Der spanische, Entschuldigung: katalanische Schriftsteller Jaume Cabré hat mich mit einem Satz in einem Gespräch mit dem RBB-Inforadio zutiefst verunsichert, Er, der selber ein leidenschaftlicher Kammermusiker sein soll, sagte darin: „Genau genommen gibt es auch Kriminelle, die Musik machen.!“
Ich habe in meinem Leben viel und ambitioniert Musik gemacht. Doch nun schleiche ich misstrauisch um mein Klavier herum. Und überlege spontan, wie viele pump guns wohl in den Resonanzkörper passen könnten. Immerhin hatte ja in dem britischen Film „Ladykillers“ (mit Alec Guinness) ein Streichquartett mit manipulierten Handfeuerwaffen ausgereicht, eine ganze Bank auszuräumen.

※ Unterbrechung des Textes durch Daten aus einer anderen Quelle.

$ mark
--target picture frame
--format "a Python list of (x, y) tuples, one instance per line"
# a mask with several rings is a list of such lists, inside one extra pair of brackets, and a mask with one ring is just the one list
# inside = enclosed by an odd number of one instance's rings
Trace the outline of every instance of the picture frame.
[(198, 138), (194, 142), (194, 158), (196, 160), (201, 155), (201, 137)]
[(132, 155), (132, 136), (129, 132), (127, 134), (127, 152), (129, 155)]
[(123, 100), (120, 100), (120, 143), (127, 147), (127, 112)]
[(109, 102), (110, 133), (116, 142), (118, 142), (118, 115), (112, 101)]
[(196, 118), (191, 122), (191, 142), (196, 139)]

Patrick Süskind macht von dem Potenzial eines Kontrabasses als Energieressource eher zurückhaltend Gebrauch. Cabré dagegen verspricht noch mehr als ein gut geheiztes Zimmer: einen Roman, der dem kompositorischen Aufbau von Alban Bergs Violinkonzert folgt „Dem Andenken eines Engels“ – der 18 jährig verstorbenen Manon, Tochter aus der Verbindung von Alma Mahler-Werfel und Martin Gropius lautet die Widmung des Komponisten, dessen Werk zur Brücke zwischen den repräsentativen Ansätzen der europäischen Musikkultur (Bach bis hin zur Zwölftonmusik) werden sollte. Es hat nicht wenig zur Versöhnung der musikalischen Systeme (klassische Kadenz vs. Dodekaphonie) beigetragen und so der Zwölftonmusik zu einer gewissen Akzeptanz verholfen.
Doch nun kommt ein spanischer Schriftsteller daher, der noch nicht einmal richtiges Spanisch spricht, sondern Katalanisch. Und der will mir nachsagen, dass ich ein Ganove bin, nur weil ich musiziere. Haben diese verdammten Kulturschmarotzer denn nichts anderes, was sie sich und ihrem Publikum um den Bart streichen können?